Twilight has a certain amount of trouble simply getting started. It opens with a prologue set at a Mexican resort in 1995, then cuts to Los Angeles two years later, only to launch an extended flashback a few days prior to this second beginning. Newman’s character, Harry Ross, is a former cop and retired private detective now living in the garage apartment of his best friends, a wealthy couple who used to be movie stars (Gene Hackman and Susan Sarandon). Though Ross periodically narrates the flashback offscreen, his monologue veers between a tape-recorded statement to the police and a more intimate, Marlowe-style confession of past failures that’s aimed at us; it hovers over the action like a disembodied, free-floating lament, never quite connecting with the on-screen story. All this is as cumbersome as it sounds, but at least it delivers the goods in a single, streamlined package. We never learn anything about Harry’s past as a husband and father, and intuit only a few traces of his background as a cop and a former alcoholic, but we discover a great deal about his emotional life in relation to his friends and former colleagues, which is all the film really cares about.

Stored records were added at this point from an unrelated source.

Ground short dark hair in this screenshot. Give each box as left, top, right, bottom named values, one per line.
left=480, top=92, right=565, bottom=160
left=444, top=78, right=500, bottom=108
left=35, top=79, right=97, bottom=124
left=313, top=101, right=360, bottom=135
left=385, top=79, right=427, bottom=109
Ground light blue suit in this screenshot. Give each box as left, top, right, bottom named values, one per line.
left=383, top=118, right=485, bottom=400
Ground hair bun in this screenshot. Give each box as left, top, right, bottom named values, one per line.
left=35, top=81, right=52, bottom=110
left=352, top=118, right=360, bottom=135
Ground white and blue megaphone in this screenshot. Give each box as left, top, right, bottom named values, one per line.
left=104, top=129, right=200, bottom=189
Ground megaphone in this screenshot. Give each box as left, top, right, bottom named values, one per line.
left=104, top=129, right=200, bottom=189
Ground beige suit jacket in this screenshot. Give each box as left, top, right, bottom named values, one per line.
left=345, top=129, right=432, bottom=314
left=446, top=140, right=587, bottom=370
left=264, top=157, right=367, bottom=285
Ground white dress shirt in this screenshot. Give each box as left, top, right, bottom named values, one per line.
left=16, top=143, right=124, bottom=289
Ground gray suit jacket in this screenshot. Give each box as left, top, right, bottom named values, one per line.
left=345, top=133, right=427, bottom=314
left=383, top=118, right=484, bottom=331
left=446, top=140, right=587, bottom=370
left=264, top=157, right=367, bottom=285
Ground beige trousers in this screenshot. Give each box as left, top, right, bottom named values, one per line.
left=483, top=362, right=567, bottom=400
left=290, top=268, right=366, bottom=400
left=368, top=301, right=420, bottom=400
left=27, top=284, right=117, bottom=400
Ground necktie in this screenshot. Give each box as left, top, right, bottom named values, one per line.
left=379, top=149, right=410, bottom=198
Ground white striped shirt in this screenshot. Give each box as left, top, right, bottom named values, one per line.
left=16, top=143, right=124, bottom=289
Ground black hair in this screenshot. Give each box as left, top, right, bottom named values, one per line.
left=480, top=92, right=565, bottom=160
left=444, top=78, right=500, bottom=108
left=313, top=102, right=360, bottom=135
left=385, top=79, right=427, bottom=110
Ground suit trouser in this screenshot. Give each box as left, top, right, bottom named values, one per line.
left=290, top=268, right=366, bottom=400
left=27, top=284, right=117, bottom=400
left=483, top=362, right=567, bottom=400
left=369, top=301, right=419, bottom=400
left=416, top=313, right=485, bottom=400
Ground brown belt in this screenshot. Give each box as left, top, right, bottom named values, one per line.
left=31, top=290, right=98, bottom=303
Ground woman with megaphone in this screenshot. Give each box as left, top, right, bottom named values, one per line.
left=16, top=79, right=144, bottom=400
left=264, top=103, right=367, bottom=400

“[This film is] only intermittently relieved by waiting for moments when Lily Tomlin can outclass her dopey dialogue, and mainly stuck in endless Tales From the Crypt where pleasant memories of Hitchcock, Rio Bravo, and The Long Goodbye get dehydrated, battered together, balled up, and flattened into puny pancakes, like the inglorious waffle that Nickelodeon made out of John Ford and slapstick.”

In aspiration as well as achievement Twilight resembles El Dorado more than Rio Bravo or Rio Lobo, not least because it harks back to Nobody’s Fool just as El Dorado harks back to its own predecessor. When Newman and Stockard Channing speak about Catalina in Twilight, either as a fond memory or as a possible future outing, it’s an obvious reference to Newman and Melanie Griffith’s conversations about Hawaii in Nobody’s Fool, where it’s simply an oft-deferred fantasy. And when it addresses class loyalty, Twilight forms a complex dialectic with Nobody’s Fool: the earlier film concentrated on working-class ties in a small east-coast town, whereas this one focuses on upper-class ties in a large west-coast city, with implications much more sinister and ambiguous.